The Today Show – Mapping Your Ancestors

I am so pleased that we had the opportunity to discuss some of the resources for tracking our families military service. The web now allows us to point and click, type and search our way through thousands of records. A lot of people are becoming interested in their ancestry, especially the roles their loved ones have played in conflicts around the world.

With ANZAC Day just around the corner, we thought it an opportune moment to give viewers, and readers of my blog, a head’s up on war memorial websites that have inf about their grandparents and great-grandparents.

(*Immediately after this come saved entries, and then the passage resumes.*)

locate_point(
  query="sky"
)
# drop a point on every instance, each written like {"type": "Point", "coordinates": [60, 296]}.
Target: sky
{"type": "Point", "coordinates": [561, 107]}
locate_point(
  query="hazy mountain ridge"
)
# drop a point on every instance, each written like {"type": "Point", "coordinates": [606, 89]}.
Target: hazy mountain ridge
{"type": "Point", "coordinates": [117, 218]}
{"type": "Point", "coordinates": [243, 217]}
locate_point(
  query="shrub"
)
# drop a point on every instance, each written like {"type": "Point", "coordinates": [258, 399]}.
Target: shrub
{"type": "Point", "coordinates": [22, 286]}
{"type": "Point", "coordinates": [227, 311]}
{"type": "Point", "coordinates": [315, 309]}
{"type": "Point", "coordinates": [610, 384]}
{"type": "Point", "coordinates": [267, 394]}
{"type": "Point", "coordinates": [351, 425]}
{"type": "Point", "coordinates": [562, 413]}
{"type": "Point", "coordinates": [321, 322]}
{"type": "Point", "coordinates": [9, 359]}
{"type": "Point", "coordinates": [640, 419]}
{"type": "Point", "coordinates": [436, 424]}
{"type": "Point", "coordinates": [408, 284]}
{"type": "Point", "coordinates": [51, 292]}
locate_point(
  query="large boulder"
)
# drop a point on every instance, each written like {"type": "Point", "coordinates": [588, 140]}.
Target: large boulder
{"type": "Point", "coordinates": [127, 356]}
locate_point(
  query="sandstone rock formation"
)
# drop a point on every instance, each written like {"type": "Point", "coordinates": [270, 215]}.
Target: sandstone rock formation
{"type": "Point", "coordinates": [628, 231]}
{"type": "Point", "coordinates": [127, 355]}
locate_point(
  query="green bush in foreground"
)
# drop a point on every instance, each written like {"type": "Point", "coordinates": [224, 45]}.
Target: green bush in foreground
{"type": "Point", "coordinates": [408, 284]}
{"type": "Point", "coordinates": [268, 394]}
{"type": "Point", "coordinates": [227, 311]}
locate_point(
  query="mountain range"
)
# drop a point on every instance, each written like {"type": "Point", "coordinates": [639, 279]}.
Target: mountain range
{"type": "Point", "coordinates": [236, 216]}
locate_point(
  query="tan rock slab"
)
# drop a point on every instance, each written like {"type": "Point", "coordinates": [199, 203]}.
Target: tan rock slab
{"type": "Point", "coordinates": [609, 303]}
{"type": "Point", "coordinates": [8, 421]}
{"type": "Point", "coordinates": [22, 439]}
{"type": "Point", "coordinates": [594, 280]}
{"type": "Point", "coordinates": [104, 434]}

First up is the Mapping Our Anzacs site that comes via the national archive. This award-winning portal can be found at www.mappingouranzacs.naa.gov.au. And it is a mine of information. It has more than 375,000 records of diggers who fought in WWI. You can locate a serviceman and add information and photographs. Already up on the site (in most cases) is the actual sign up form in the person’s handwriting. You can even use the Cooliris program, which enables a dynamic 3D viewing experience.

Already more than 40,000 people have visited the site since it went live in November 2008, while people from 109 countries have been browsing online.
There is a map that shows where enlisted people were born, and how many people came from that particular town – including those who were born overseas.

For families of WWII veterans there is the nominal roll, www.ww2roll.gov.au,which while not as comprehensive as Mapping Our Anzacs, does hold a wealth of information.As well as basic references other items of interest can be found including reasons for a deferment, and whether the person was a casualty of the war.

You can also put in a request that allows you to garner more information on a relative who served.

In a similar vein is the Korean War Roll, www.koreanroll.gov.au, which not only has information on those who served in Korea during the actual war itself (1950-53), but on those that stayed on after up until 1956.
Unlike some of these rolls, it does not include Aussie servicemen who served in other countries’ armed forces. It is user friendly in that it gives you several ways to search for a relative by a partial surname, or you can specify if they were a POW.

Finally, up until the end of this month, www.ancestry.com.au is having an ANZAC promo where you can look up information about your relatives for free.
More than 16 million names are available from nine military collections from Australia, Great Britain, the US and Canada.

Reference material includes the newly released British Commonwealth War Graves Registers (1914-1918). Other collections include the ANZAC Memorial, a book comprising a roll of honour of almost 20,000 Australians and New Zealanders who died in WWI.